= Poulan =

American manufacturer of power equipment

Poulan logo

Poulan is a brand name of the Swedish manufacturer Husqvarna AB.

==History==
Poulan was founded as Poulan Saw Co. in 1946 by chainsaw pioneer Claude Poulan in Shreveport, Louisiana. Purchased in late 1950s or early '60 by the Beaird Company, also of Shreveport, it was known as Beaird-Poulan. The company was acquired by Emerson Electric in 1972, and was purchased by Electrolux in 1984, which closed its Shreveport factory in 1988. In 2006 Electrolux spun off Husqvarna into its own company. In 2022, a company called Valsi in Mexico purchased tooling from Husqvarna for manufacturing walk behind mowers.

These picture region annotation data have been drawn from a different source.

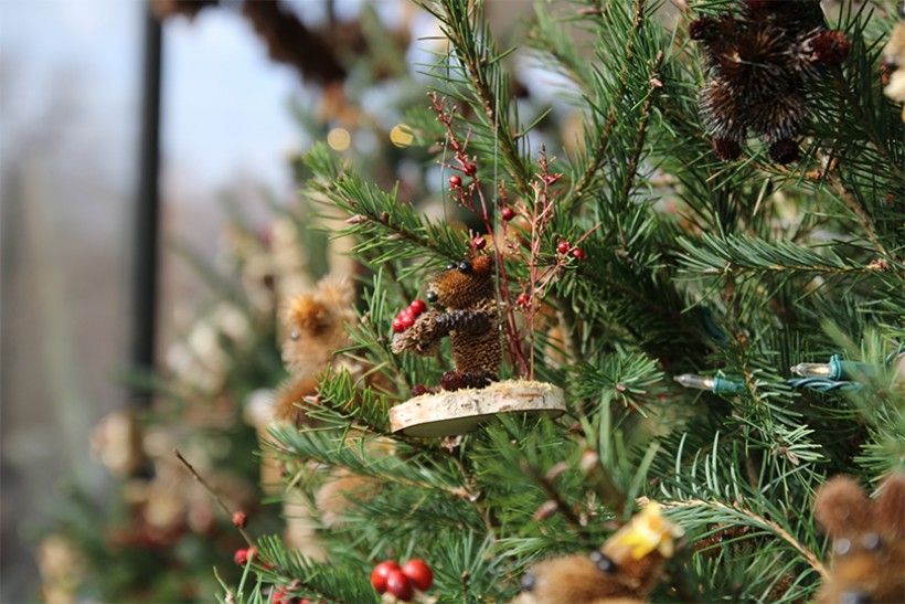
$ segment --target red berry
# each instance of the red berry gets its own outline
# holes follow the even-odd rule
[[[270,604],[292,604],[292,596],[286,591],[286,587],[277,587],[270,590]]]
[[[408,577],[405,576],[401,570],[392,570],[386,575],[386,591],[403,602],[411,601],[412,596],[415,595],[415,590],[412,589],[412,582],[408,581]]]
[[[415,558],[402,568],[402,573],[420,591],[426,591],[434,583],[434,573],[424,560]]]
[[[236,550],[233,554],[233,562],[238,564],[239,566],[244,566],[248,563],[248,559],[251,559],[257,552],[256,548],[248,548],[247,550],[242,548]]]
[[[392,571],[398,571],[400,565],[392,560],[384,560],[371,571],[371,585],[377,590],[377,593],[386,591],[386,577]]]

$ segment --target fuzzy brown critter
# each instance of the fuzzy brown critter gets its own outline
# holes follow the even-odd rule
[[[449,336],[456,370],[444,374],[445,390],[483,388],[496,380],[502,349],[492,258],[478,256],[472,262],[450,264],[430,283],[427,299],[443,310],[422,314],[415,325],[394,336],[393,352],[430,354]]]
[[[813,508],[833,542],[817,602],[905,602],[905,473],[890,476],[874,501],[838,476],[817,491]]]
[[[820,2],[745,0],[739,14],[693,21],[689,36],[704,47],[701,113],[717,157],[737,158],[753,130],[769,142],[774,161],[798,160],[795,137],[810,85],[849,53],[845,35],[826,29]]]
[[[327,277],[310,292],[299,294],[284,308],[287,338],[283,360],[290,375],[276,396],[275,417],[297,421],[298,403],[317,393],[317,375],[350,340],[348,326],[355,319],[355,292],[344,279]]]
[[[642,604],[681,536],[650,504],[589,555],[535,564],[522,576],[522,593],[512,604]]]

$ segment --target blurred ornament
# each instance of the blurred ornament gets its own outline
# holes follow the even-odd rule
[[[890,82],[883,92],[902,106],[902,120],[905,121],[905,22],[898,23],[883,49],[883,65]]]
[[[390,141],[396,147],[405,148],[415,141],[415,136],[412,134],[412,129],[405,124],[396,124],[393,126],[393,129],[390,130]]]
[[[38,547],[41,592],[46,604],[71,604],[82,583],[85,560],[72,541],[51,534]]]
[[[145,464],[141,432],[130,411],[107,414],[94,428],[91,444],[95,457],[117,478],[132,476]]]

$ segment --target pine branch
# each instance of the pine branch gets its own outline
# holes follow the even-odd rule
[[[600,134],[596,137],[596,144],[590,153],[590,157],[587,158],[585,161],[585,170],[582,172],[582,176],[578,178],[577,182],[573,186],[568,197],[566,197],[566,199],[563,201],[563,205],[566,209],[566,212],[568,212],[574,205],[576,205],[582,200],[582,198],[586,193],[588,186],[594,180],[594,177],[604,163],[607,147],[609,145],[609,140],[613,134],[613,128],[616,125],[616,120],[618,118],[617,112],[620,108],[619,102],[626,94],[628,87],[628,80],[630,73],[629,70],[631,68],[635,62],[636,44],[638,43],[638,36],[640,35],[641,28],[645,24],[645,2],[646,0],[635,0],[634,15],[631,20],[632,29],[629,32],[629,35],[627,36],[625,59],[622,61],[622,67],[619,71],[619,75],[617,78],[618,84],[616,86],[616,92],[609,99],[609,109],[607,110],[606,119],[604,120],[604,126],[600,129]],[[662,53],[657,62],[657,67],[659,67],[659,63],[661,61]],[[657,71],[657,67],[654,67],[654,72]],[[642,114],[647,114],[649,109],[650,107],[648,107],[647,110],[642,112]]]
[[[829,576],[829,572],[827,568],[820,562],[820,559],[813,553],[811,550],[806,548],[800,541],[798,541],[791,533],[785,530],[782,527],[765,518],[760,515],[755,513],[754,511],[741,506],[738,504],[733,504],[728,506],[721,501],[705,501],[703,499],[685,499],[680,501],[667,501],[663,504],[663,507],[667,509],[682,509],[682,508],[704,508],[709,510],[717,510],[724,512],[728,519],[732,520],[743,520],[745,523],[754,527],[762,528],[767,530],[788,543],[792,547],[801,557],[808,562],[811,569],[817,571],[821,579],[824,581]]]
[[[492,133],[494,147],[509,169],[517,191],[531,197],[531,172],[517,148],[517,137],[509,121],[509,85],[500,65],[504,54],[498,53],[490,28],[471,2],[438,0],[437,8],[422,4],[443,23],[443,30],[456,51],[468,75],[480,107],[485,126]],[[517,128],[521,131],[521,128]]]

Valsi also purchased the rights to manufacture outdoor power equipment under the Poulan Pro brand.

==Poulan brand today==
The Poulan brand name is used primarily for outdoor power equipment, such as chainsaws, lawn mowers, and leaf blowers, aimed at the mid-level consumer market. Since Poulan is owned by Husqvarna, the two brands often share technologies. In recent years Poulan has offered a more upscale "Poulan Pro" brand employing a black and gold color scheme instead of Poulan's traditional green. As a result, Poulan products have been pushed even further upmarket.